La capitale haïtienne, fait face à une catastrophe humanitaire sans précédent, marquée par l’effondrement de son système de santé. En raison de l’insécurité grandissante liée à la violence des gangs, de nombreux hôpitaux et centres médicaux ont été contraints de fermer leurs portes, privant des milliers de patients d’accès aux soins essentiels. Parmi les structures touchées figurent des établissements publics, privés et même des organisations humanitaires comme Médecins Sans Frontières (MSF).
Ils sont environ une trentaine, les Hôpitaux obligés de fermer leurs portes. L’hôpital de l’Université d’État d’Haïti (HUEH), autrefois considéré comme le plus grand hôpital public du pays, a cessé ses activités en raison des attaques armées de la coalition des gangs dans la région métropolitaine.
L’Hôpital Saint-François de Sales, situé en plein centre-ville, a dû cesser ses opérations toujours en raison des violences. L’Hôpital Français d’Haïti a délocalisé ses services après des pillages subis au Centre-Ville de Port-au-Prince. L’Hôpital Sanatorium, un centre spécialisé dans la prise en charge de la tuberculose, a été contraint de suspendre ses services. L’Hôpital Mars et Kline, victime d’attaques répétées et en plein cœur des violences a dû fermer.
L’Hôpital Bernard Mevs, l’une des rares structures de santé et de traumatologie de pointe, après plusieurs attaques, a été forcé de suspendre ses services en raison des risques sécuritaires. L’Hôpital Sainte-Catherine, situé à Cité Soleil, une zone de grands conflits entre gangs et la Police, a aussi cessé de fonctionner.
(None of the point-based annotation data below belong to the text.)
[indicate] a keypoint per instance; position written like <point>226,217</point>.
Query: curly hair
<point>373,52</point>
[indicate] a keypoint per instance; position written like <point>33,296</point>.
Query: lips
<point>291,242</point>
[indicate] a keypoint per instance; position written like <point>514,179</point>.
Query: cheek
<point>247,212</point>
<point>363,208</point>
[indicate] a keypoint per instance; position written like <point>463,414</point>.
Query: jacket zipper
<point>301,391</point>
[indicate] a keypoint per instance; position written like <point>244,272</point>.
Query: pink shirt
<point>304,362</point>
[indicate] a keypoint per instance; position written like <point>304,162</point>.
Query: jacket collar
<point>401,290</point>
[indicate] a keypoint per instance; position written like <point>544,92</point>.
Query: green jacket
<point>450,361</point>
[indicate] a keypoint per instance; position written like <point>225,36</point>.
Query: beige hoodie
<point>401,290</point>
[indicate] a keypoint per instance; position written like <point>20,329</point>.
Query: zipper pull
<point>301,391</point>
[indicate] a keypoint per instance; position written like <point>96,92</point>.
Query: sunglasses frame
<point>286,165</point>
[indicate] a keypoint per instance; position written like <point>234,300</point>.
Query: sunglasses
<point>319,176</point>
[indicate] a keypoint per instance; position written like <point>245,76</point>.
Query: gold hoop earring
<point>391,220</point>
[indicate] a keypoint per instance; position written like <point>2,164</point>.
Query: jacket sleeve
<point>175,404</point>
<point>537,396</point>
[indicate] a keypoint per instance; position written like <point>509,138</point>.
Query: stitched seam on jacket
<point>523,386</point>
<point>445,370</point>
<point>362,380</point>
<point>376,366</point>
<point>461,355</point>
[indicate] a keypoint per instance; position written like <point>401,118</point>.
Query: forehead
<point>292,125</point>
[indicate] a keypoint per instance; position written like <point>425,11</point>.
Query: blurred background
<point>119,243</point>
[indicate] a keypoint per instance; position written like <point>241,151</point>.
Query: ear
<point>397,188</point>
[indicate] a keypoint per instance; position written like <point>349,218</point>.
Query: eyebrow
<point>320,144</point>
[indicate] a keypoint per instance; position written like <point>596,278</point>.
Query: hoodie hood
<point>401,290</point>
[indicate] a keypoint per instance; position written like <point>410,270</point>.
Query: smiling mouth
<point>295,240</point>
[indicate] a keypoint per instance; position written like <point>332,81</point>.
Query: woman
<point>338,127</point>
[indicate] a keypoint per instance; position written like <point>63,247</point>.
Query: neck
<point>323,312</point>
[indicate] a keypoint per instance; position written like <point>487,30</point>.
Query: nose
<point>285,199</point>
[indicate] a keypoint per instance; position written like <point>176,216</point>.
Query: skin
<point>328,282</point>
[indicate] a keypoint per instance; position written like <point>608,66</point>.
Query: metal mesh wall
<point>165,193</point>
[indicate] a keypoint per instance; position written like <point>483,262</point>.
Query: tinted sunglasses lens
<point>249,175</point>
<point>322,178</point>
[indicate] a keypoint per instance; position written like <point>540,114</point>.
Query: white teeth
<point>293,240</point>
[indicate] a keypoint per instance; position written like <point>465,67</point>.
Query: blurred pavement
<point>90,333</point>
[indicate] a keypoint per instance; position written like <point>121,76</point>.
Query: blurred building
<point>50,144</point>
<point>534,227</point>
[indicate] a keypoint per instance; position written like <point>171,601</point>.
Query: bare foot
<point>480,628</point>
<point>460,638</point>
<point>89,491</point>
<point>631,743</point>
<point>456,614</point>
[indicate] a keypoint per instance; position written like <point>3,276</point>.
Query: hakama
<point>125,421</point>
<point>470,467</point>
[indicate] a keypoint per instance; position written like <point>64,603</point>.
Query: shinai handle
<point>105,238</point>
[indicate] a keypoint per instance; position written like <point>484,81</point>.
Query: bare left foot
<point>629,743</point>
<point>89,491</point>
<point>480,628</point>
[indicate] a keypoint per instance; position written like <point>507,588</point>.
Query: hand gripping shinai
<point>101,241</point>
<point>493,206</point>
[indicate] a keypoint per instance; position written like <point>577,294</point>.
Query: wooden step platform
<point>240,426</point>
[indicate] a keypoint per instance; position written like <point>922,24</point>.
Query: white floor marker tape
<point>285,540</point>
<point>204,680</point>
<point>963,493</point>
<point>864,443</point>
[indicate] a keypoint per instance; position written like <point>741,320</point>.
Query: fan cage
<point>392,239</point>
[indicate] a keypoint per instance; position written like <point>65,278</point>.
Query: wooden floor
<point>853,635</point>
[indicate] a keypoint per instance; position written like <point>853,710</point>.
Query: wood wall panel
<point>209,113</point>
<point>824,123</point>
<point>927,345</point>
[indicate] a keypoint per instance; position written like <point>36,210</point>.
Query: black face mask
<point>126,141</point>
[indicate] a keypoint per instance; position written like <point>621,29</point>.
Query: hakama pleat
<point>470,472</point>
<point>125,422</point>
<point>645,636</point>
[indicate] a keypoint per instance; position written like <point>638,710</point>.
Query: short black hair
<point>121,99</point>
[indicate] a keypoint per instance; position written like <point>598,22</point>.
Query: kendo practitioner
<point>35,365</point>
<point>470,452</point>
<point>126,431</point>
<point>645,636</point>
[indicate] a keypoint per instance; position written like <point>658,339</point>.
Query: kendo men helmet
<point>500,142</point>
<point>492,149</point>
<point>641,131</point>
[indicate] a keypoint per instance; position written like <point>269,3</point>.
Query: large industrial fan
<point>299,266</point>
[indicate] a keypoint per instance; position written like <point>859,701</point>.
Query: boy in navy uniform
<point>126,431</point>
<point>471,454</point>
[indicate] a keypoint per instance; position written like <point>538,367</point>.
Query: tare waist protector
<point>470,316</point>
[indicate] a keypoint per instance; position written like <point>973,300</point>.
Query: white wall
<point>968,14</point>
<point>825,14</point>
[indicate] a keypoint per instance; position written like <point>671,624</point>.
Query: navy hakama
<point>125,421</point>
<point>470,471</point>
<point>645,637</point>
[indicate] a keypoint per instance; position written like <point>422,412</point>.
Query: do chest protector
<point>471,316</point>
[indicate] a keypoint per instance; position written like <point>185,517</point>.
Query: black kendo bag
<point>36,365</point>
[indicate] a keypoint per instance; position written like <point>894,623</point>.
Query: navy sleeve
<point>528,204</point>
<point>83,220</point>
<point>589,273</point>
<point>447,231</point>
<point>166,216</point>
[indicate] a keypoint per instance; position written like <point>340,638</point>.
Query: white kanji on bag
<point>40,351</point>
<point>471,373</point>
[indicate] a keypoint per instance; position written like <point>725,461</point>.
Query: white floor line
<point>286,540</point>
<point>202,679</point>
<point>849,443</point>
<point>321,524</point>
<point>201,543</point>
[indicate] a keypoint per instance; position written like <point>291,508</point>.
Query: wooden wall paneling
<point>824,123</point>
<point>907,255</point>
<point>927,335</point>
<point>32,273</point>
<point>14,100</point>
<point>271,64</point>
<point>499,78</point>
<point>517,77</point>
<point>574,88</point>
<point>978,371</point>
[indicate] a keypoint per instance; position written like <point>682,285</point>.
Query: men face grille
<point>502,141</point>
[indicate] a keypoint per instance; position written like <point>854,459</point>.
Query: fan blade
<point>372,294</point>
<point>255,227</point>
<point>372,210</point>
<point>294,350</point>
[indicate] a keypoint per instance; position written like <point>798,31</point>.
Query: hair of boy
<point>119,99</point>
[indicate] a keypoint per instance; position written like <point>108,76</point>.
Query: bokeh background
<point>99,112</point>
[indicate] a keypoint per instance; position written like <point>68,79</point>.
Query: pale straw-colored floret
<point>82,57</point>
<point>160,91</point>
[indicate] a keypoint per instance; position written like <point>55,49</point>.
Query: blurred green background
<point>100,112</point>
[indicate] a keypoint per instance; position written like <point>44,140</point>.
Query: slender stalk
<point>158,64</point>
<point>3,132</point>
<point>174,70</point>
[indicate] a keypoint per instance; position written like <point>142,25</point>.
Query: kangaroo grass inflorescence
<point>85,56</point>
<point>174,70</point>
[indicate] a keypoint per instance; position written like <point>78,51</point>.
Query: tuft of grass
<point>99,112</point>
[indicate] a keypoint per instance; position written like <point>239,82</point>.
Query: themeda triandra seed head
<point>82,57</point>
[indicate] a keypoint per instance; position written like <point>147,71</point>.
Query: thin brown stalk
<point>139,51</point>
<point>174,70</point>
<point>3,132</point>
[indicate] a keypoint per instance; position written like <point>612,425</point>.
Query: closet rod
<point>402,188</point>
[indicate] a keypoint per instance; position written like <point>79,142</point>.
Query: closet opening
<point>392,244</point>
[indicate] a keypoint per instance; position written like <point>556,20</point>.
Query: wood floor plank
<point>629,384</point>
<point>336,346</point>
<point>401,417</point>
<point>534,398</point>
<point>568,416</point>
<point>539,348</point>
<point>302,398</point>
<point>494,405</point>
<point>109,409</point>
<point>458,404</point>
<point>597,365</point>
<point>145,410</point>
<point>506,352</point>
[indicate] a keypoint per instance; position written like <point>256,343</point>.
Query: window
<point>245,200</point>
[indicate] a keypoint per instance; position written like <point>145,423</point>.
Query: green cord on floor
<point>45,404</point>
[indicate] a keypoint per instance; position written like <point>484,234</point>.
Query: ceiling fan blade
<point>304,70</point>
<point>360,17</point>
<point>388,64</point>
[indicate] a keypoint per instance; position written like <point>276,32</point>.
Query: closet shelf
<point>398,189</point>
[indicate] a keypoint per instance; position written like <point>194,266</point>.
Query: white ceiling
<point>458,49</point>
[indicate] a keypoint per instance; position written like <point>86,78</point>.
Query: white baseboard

Les Centres GHESKIO, très connus pour son apport dans la lutte contre le VIH,Sida et la tuberculose, ont cessé leurs activités au Bicentenaire. Plusieurs membres du personnel de Gheskios ont été enlevés et passés plusieurs semaines en séquestration.
Après les attaques des gangs de la Croix-des Bouquets et de Canaan à Mirebalais le 31 mars dernier, les autorités sanitaires du pays ont dû transférer les patients de l’Hôpital Universitaire de Mirebalais (HUM) vers d’autres centres hospitaliers pour des raisons de sécurité. Bien que situé en dehors de la capitale, la pression accrue des gangs a obligé les administrateurs à fermer l’HUM. L’ONG Médecins Sans Frontières (MSF), a suspendu ses activités dans plusieurs centres après les attaques contre son personnel notamment des incidents violents ciblant son personnel et ses infrastructures.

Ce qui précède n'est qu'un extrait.